Director of Institute of Medical Sciences (IMS), Banaras Hindu University, Prof. Gajendra Singh said here on Saturday that skilled doctors and other professionals working in the intensive care unit (ICU) should know where to stop their efforts at treatment—they must be aware that there  was a time to die—because the only sure thing after birth  was death.

“At that point, counselling skills are of the greatest importance as the staff helps the relatives realise that their loved one is about to die. Communication skills and empathy are the highest virtues in critical care which, if not learned by the intensivists, will leave the relatives of the dying patient with great emotional scars”, he said.

Prof. Gajendra Singh was delivering the inaugural address at a two-day symposium on ‘Critical Care’ at KN Udupa auditorium in BHU here this afternoon.

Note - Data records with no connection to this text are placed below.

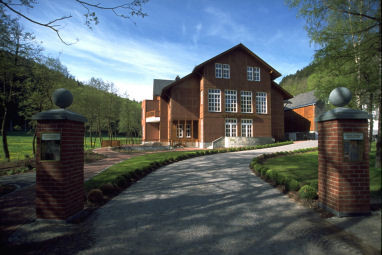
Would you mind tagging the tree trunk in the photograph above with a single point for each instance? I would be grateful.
(4, 136)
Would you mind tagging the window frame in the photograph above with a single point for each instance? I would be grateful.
(231, 127)
(247, 127)
(245, 98)
(179, 130)
(214, 100)
(261, 103)
(230, 97)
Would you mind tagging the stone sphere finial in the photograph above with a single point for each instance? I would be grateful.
(63, 98)
(340, 96)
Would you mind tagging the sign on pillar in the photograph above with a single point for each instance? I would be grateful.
(59, 160)
(343, 158)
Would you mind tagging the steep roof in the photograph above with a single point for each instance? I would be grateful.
(301, 100)
(159, 85)
(274, 73)
(282, 91)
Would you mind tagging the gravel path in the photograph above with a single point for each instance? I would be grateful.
(212, 205)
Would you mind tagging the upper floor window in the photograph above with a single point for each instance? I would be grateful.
(261, 102)
(214, 100)
(246, 101)
(226, 74)
(253, 73)
(222, 71)
(230, 101)
(218, 70)
(230, 127)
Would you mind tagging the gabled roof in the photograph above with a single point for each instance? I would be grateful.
(273, 71)
(301, 100)
(282, 91)
(159, 85)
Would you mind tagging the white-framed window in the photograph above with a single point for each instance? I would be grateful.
(261, 102)
(230, 127)
(214, 100)
(188, 130)
(246, 101)
(246, 128)
(253, 73)
(179, 130)
(230, 101)
(218, 70)
(226, 72)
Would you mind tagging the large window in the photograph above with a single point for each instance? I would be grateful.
(253, 73)
(230, 101)
(261, 102)
(246, 128)
(246, 101)
(226, 72)
(218, 70)
(179, 130)
(222, 71)
(230, 127)
(188, 130)
(214, 100)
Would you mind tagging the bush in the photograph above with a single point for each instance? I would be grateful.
(307, 192)
(292, 185)
(109, 189)
(95, 196)
(271, 175)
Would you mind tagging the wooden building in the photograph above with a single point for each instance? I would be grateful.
(229, 100)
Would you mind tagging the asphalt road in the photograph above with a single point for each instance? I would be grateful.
(211, 205)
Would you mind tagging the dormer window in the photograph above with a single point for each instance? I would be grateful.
(222, 71)
(253, 73)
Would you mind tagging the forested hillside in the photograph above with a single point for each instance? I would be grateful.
(28, 79)
(298, 83)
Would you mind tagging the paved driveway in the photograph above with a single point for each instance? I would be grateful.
(211, 205)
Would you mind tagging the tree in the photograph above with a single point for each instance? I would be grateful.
(124, 10)
(17, 50)
(349, 35)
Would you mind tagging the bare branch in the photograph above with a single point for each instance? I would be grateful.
(48, 25)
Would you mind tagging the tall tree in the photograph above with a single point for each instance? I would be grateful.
(125, 10)
(349, 35)
(17, 50)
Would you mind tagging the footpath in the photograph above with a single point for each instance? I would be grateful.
(17, 209)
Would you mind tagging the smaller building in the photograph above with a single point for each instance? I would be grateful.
(300, 112)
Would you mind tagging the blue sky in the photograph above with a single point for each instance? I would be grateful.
(175, 36)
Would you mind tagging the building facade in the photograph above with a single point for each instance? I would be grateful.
(228, 100)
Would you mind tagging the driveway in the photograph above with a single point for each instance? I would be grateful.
(212, 205)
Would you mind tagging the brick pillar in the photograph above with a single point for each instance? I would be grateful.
(343, 184)
(60, 181)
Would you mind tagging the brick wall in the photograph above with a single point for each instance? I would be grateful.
(60, 184)
(343, 186)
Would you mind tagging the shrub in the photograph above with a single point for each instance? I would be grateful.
(120, 182)
(292, 185)
(109, 189)
(307, 192)
(95, 196)
(271, 175)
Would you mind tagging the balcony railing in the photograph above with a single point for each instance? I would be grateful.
(152, 114)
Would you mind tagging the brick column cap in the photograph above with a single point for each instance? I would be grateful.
(343, 113)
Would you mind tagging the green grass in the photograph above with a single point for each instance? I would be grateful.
(303, 168)
(20, 144)
(132, 165)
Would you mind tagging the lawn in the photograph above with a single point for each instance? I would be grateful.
(303, 168)
(20, 144)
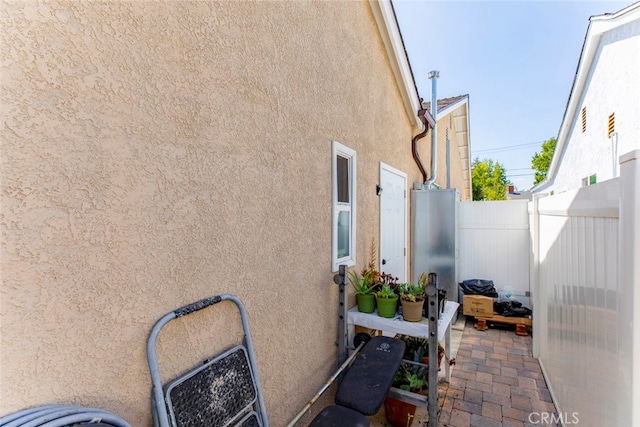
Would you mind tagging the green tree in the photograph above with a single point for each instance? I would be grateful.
(488, 180)
(541, 161)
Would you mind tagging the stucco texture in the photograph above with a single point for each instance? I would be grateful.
(156, 153)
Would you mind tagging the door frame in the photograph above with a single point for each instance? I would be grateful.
(388, 168)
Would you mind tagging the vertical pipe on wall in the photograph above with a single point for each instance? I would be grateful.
(433, 76)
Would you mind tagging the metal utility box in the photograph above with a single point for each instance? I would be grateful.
(434, 237)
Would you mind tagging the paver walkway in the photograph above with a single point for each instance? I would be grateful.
(496, 382)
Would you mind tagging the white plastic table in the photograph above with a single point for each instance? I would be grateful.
(396, 325)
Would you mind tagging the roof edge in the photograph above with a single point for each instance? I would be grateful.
(598, 25)
(390, 33)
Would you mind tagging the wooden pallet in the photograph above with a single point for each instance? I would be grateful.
(520, 322)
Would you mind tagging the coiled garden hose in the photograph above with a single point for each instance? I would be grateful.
(60, 416)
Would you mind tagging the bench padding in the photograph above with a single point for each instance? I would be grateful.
(368, 380)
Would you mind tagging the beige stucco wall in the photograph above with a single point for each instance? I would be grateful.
(156, 153)
(456, 173)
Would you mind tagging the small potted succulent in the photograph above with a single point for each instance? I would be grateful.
(412, 378)
(412, 300)
(387, 301)
(364, 288)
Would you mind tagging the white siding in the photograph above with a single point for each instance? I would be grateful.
(613, 86)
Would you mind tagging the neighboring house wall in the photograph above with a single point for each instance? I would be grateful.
(157, 153)
(453, 124)
(611, 87)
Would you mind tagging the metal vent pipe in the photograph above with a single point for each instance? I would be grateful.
(433, 76)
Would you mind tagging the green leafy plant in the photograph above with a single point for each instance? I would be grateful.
(410, 376)
(411, 292)
(386, 292)
(362, 285)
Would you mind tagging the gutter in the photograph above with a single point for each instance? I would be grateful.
(428, 123)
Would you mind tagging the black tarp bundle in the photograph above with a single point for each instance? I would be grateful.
(478, 287)
(511, 308)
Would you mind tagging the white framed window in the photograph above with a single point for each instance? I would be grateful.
(343, 161)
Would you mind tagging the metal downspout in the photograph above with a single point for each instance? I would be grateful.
(414, 143)
(433, 76)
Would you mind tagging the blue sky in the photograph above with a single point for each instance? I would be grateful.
(515, 59)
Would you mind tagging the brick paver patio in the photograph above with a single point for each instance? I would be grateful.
(496, 382)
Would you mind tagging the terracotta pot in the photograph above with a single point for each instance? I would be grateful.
(412, 311)
(399, 413)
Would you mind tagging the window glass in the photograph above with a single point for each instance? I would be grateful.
(344, 225)
(344, 207)
(343, 179)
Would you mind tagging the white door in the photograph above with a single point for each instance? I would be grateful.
(393, 222)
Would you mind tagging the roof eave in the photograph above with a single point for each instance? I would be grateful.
(598, 25)
(392, 39)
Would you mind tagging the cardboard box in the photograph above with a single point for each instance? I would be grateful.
(477, 305)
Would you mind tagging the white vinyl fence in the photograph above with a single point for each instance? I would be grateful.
(586, 294)
(495, 244)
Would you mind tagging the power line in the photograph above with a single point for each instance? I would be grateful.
(509, 147)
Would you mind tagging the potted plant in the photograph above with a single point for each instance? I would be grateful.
(364, 290)
(412, 300)
(387, 301)
(409, 377)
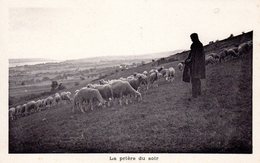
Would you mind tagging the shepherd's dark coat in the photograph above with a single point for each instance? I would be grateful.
(197, 56)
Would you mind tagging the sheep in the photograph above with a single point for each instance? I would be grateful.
(145, 73)
(136, 82)
(31, 106)
(129, 77)
(86, 94)
(102, 81)
(209, 60)
(49, 101)
(12, 112)
(214, 55)
(170, 74)
(232, 52)
(152, 78)
(68, 93)
(180, 66)
(40, 104)
(143, 80)
(65, 96)
(105, 91)
(122, 89)
(18, 110)
(244, 48)
(57, 98)
(23, 109)
(151, 71)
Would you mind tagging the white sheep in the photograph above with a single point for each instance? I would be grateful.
(49, 101)
(102, 81)
(244, 48)
(170, 74)
(209, 60)
(18, 109)
(105, 91)
(57, 98)
(145, 73)
(31, 106)
(122, 89)
(214, 55)
(153, 78)
(86, 95)
(180, 66)
(23, 109)
(12, 113)
(40, 104)
(65, 96)
(137, 81)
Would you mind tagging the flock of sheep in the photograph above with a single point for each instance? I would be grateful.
(227, 53)
(103, 94)
(115, 91)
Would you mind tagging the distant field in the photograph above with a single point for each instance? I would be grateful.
(166, 120)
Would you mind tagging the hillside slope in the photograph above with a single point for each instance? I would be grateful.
(167, 120)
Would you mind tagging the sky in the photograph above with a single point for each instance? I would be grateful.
(77, 29)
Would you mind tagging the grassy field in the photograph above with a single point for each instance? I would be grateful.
(166, 120)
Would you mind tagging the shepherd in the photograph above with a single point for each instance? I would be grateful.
(196, 62)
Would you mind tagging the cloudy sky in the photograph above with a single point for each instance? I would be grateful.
(87, 28)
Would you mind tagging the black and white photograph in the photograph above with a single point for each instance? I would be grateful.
(130, 78)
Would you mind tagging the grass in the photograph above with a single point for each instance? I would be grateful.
(166, 120)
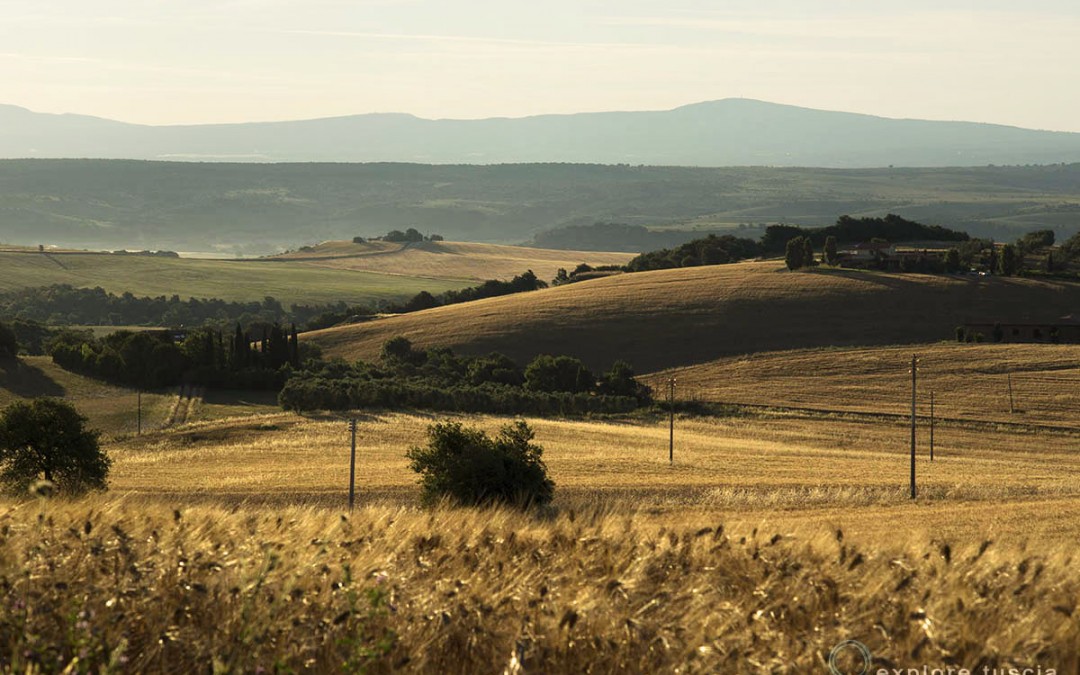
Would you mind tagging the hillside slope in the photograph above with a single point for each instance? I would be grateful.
(261, 208)
(970, 381)
(719, 133)
(228, 280)
(448, 259)
(672, 318)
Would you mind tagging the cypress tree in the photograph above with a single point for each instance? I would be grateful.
(294, 348)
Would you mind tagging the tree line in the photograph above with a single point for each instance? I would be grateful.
(156, 359)
(440, 379)
(65, 305)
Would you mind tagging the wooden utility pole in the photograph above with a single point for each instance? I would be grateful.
(931, 426)
(352, 464)
(671, 429)
(914, 367)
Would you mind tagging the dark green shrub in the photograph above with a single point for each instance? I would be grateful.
(553, 374)
(467, 467)
(48, 439)
(9, 345)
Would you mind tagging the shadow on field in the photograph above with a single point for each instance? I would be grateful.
(27, 381)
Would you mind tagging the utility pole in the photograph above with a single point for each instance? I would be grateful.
(671, 431)
(931, 426)
(915, 363)
(352, 464)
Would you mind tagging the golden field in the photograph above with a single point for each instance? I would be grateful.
(780, 469)
(690, 315)
(970, 381)
(782, 528)
(449, 259)
(227, 545)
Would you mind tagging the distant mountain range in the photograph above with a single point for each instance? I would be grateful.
(733, 132)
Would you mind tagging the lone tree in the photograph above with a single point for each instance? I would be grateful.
(794, 254)
(953, 260)
(829, 255)
(808, 252)
(9, 343)
(1009, 260)
(468, 467)
(48, 439)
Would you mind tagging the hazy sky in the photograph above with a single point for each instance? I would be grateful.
(163, 62)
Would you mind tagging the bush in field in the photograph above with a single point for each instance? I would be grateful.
(553, 374)
(470, 468)
(794, 254)
(48, 439)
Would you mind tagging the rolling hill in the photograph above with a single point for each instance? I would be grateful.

The division of intensive care in the at Anesthesia Department of IMS-BHU has organised the symposium. Prof. Singh said the situation in the ICU needed experts with knowledge over a wide area with highly developed clinical skills as well as familiarity with sophisticated equipment. “They prepare and practice in the ICU everyday so that their skills and reaction time are of the highest order.”

He said that time was precious and decisions had to be taken promptly in times of crisis. “The equipment is only there to deliver data. The doctor has to evaluate it repeatedly and adjust treatment from moment to moment”, he said, adding this service could only be provided by close coordination among doctors, nurses, physiotherapists and pharmacists.

The Dean of the Faculty of Medicine, Prof. SK Bhattacharya expressed concern over the small number of critical care experts. He said that there was an urgent need to increase the number of trained and certified critical care specialists.